For many of us, the pressing issues might not be so much about what doctors and scientists have to discover or say about our bodies, but the shame, stigma and secrecy we endure every day.I strongly believe it is beholden on the media to attempt to describe people with intersex variations and their bodies as something more than a medical mystery or fabulous anomaly, and promote ethical debates and a re-visioning around what is considered to be aberrant and abject.They were born to typical families in typical areas of Britain, but none of them developed into typical male or females. An estimated one in 2,000 babies is born with an intersex condition or a (controversially named) disorder of sex development (DSD), which means that they are born with a reproductive or sexual anatomy that does not fit the typical definitions of female or male.This can include atypical genitalia, chromosomes or internal sex organs.A few years ago, I produced and directed an autobiographical documentary called “Orchids: My Intersex Adventure” on my story of growing up intersex.Intersex applies to an individual with a combination of male and female biological sex attributes, and it is also known as a disorder of sex development or hermaphroditism.Intersex advocacy and activism has meant that many medical practitioners and hospitals have reviewed their protocols with regards to interventions and have even led to some countries adopting a moratorium on infant genital surgeries.the United Nations condemned normalising surgeries on children with intersex variations in a Special Report on torture as cruel, inhuman and degrading.
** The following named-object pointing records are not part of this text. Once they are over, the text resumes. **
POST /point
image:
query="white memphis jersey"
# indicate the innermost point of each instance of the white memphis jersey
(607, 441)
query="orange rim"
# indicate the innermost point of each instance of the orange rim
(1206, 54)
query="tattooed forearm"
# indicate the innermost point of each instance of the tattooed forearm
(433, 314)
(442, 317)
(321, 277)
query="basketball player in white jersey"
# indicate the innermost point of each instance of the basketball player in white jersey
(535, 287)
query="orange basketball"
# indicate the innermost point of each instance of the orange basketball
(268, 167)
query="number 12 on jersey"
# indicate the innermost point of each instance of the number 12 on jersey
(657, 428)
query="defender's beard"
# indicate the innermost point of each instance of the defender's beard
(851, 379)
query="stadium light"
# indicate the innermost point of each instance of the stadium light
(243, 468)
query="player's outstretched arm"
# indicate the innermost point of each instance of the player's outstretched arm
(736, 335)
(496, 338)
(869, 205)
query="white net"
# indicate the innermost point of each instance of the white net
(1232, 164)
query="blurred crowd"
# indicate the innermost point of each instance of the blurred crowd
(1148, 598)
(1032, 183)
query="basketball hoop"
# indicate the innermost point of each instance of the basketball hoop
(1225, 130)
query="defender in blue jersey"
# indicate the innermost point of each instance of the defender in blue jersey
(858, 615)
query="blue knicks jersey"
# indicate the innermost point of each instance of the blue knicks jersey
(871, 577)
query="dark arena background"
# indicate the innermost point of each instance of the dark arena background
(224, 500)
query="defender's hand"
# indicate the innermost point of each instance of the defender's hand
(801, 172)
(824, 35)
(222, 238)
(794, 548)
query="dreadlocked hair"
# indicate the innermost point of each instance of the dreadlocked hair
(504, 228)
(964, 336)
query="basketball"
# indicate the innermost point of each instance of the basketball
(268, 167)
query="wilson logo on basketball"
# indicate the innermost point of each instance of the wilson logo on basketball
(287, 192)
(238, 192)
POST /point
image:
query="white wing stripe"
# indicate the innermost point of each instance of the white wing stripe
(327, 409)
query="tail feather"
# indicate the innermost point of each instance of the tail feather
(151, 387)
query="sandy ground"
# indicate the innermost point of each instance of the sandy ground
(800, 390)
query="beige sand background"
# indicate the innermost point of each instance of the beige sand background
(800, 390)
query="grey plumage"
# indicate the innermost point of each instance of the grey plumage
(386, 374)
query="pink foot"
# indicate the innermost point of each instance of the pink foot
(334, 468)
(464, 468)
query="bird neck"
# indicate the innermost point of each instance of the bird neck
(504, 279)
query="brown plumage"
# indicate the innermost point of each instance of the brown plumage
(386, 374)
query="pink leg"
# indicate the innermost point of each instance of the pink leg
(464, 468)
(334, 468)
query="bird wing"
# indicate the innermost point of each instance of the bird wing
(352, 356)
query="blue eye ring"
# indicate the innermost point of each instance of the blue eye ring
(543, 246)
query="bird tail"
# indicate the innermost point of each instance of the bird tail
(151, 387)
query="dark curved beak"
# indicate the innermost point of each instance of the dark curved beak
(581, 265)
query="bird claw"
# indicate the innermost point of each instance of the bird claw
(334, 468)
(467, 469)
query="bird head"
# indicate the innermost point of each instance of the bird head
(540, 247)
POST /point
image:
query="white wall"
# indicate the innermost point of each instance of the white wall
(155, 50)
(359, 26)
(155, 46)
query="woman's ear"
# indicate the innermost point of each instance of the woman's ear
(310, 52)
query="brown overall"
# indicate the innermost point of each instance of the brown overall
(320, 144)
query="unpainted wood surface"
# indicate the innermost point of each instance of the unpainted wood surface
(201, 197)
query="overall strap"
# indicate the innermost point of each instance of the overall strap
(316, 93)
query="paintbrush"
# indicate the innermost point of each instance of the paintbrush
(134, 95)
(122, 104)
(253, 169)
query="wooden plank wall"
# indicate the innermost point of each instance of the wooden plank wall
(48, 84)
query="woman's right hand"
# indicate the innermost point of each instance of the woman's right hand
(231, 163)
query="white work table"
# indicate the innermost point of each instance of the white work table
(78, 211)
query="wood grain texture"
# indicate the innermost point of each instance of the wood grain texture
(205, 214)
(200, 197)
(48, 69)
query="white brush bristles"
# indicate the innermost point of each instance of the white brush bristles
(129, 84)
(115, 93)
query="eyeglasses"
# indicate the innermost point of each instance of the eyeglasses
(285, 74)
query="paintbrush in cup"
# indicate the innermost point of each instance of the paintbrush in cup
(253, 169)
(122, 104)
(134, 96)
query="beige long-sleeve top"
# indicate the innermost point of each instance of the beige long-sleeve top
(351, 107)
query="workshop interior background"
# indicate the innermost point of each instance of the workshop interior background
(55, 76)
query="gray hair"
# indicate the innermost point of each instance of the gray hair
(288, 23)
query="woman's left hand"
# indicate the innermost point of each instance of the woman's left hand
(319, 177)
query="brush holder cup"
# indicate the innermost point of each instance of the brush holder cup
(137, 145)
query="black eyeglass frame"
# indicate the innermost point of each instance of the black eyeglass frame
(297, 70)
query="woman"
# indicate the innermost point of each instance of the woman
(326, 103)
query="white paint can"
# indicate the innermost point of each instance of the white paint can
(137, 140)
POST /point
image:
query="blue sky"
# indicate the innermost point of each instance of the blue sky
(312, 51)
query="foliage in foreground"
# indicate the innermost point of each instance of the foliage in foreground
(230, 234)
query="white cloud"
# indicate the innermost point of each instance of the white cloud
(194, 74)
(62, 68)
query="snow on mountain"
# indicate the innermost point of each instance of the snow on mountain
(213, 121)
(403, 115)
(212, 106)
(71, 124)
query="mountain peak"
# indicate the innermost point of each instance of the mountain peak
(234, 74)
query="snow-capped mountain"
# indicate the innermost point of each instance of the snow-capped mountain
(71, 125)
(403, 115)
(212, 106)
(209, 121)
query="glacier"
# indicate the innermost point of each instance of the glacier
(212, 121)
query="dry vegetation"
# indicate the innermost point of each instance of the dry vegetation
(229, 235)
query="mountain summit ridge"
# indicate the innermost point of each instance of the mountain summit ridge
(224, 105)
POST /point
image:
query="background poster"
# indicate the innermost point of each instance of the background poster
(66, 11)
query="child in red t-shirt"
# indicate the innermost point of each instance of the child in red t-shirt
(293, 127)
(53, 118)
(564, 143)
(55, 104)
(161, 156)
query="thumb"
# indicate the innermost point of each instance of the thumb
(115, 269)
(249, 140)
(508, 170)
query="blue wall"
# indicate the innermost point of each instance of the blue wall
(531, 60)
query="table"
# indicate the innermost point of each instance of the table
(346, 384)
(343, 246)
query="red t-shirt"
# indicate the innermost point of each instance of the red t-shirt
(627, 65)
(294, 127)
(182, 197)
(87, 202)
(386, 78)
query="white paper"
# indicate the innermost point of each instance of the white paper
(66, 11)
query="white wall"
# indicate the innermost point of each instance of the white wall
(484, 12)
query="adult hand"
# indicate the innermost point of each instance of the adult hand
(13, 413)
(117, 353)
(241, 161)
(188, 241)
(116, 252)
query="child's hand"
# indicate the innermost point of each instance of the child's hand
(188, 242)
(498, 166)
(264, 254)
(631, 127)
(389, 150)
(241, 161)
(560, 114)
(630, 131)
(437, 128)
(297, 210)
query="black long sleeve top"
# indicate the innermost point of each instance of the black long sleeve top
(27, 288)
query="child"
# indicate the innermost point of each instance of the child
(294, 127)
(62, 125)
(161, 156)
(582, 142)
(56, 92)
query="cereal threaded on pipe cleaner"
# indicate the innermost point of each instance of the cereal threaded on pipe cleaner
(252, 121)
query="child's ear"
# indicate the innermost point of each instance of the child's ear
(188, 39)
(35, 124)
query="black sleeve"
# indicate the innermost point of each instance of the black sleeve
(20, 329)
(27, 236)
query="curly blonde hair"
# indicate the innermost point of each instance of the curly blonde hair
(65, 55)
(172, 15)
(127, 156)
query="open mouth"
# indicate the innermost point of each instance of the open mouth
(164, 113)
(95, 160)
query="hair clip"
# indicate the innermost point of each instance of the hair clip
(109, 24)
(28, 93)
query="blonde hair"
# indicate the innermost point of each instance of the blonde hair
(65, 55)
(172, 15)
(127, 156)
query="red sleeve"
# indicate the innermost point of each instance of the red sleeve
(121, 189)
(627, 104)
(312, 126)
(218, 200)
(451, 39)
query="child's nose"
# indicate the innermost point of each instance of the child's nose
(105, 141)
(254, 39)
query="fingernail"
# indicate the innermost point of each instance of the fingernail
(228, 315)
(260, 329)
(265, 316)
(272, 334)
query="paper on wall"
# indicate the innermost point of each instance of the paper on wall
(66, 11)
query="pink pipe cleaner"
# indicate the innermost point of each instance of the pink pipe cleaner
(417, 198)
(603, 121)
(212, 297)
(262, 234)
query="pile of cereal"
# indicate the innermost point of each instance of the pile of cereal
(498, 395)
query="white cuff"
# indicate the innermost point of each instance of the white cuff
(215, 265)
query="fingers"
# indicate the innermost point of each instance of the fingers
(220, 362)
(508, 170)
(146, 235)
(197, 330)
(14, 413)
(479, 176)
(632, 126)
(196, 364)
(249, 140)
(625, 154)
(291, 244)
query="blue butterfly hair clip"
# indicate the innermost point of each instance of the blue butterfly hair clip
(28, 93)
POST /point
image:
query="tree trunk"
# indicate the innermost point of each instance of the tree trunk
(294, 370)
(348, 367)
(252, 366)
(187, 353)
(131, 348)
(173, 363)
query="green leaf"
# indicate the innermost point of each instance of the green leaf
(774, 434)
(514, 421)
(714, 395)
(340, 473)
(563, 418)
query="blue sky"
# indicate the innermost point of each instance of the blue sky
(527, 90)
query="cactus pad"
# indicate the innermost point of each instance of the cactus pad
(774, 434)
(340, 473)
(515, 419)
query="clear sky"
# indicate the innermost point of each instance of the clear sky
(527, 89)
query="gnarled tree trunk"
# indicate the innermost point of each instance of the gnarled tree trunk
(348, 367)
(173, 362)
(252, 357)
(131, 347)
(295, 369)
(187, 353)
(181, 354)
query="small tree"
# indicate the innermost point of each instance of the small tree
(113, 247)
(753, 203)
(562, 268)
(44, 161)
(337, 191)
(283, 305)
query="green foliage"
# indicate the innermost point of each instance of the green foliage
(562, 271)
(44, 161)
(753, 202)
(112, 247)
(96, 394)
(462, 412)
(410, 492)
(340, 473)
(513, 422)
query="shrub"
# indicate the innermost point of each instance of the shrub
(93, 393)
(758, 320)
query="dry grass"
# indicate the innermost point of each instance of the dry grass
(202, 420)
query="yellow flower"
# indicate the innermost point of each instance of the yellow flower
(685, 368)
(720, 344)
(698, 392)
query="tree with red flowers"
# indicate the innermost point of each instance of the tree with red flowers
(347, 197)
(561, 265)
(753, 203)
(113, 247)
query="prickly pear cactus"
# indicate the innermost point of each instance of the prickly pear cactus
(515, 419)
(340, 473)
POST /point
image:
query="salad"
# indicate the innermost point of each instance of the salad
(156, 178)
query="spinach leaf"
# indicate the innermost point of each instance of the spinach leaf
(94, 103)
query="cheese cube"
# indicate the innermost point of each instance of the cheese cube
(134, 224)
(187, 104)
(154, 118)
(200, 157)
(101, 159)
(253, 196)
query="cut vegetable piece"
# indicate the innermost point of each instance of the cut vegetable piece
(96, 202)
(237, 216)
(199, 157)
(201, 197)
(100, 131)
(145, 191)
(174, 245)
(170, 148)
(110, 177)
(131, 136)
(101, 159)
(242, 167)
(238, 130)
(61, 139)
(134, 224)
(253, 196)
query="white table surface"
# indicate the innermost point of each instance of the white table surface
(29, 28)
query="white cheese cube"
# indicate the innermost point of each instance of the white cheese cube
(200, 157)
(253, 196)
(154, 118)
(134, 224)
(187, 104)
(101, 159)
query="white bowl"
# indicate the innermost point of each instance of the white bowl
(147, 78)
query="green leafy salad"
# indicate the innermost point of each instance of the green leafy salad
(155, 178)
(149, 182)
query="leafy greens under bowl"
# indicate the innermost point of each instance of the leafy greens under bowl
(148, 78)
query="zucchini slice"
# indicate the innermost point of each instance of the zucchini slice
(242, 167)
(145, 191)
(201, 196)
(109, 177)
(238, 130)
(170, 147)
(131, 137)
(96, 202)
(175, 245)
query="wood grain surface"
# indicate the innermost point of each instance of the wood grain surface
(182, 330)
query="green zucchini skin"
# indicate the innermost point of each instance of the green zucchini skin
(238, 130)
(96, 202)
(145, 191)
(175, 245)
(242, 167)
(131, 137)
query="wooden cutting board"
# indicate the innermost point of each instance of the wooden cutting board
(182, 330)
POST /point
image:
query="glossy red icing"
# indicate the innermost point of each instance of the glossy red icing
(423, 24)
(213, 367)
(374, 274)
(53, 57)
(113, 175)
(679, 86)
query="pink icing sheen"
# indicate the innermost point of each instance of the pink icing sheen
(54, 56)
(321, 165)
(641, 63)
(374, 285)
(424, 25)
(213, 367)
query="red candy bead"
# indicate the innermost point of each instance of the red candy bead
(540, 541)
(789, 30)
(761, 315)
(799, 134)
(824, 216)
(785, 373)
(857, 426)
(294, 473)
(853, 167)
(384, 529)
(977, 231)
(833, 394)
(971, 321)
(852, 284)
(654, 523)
As the availability of genetic screening of embryos increases, we can expect variations like 5-alpha-reductase deficiency to gradually disappear from the gene pool.
Later, as an adult, when I became a documentary filmmaker I looked into the representation of people with intersex variations in the media some more, and it formed part of my doctoral thesis.
In modern times, medicine employs surgery and hormonal cures to drastically alter anything other than complete maleness or femininity.
Gender-assigning operations on children and infants with ambiguous genitalia for purely cosmetic reasons can have devastating long-term implications.
I was diagnosed at age 5 but did not find out the truth about my body until much later.
At age 17, finally all was made plain about my AIS and had surgery to remove my testicles.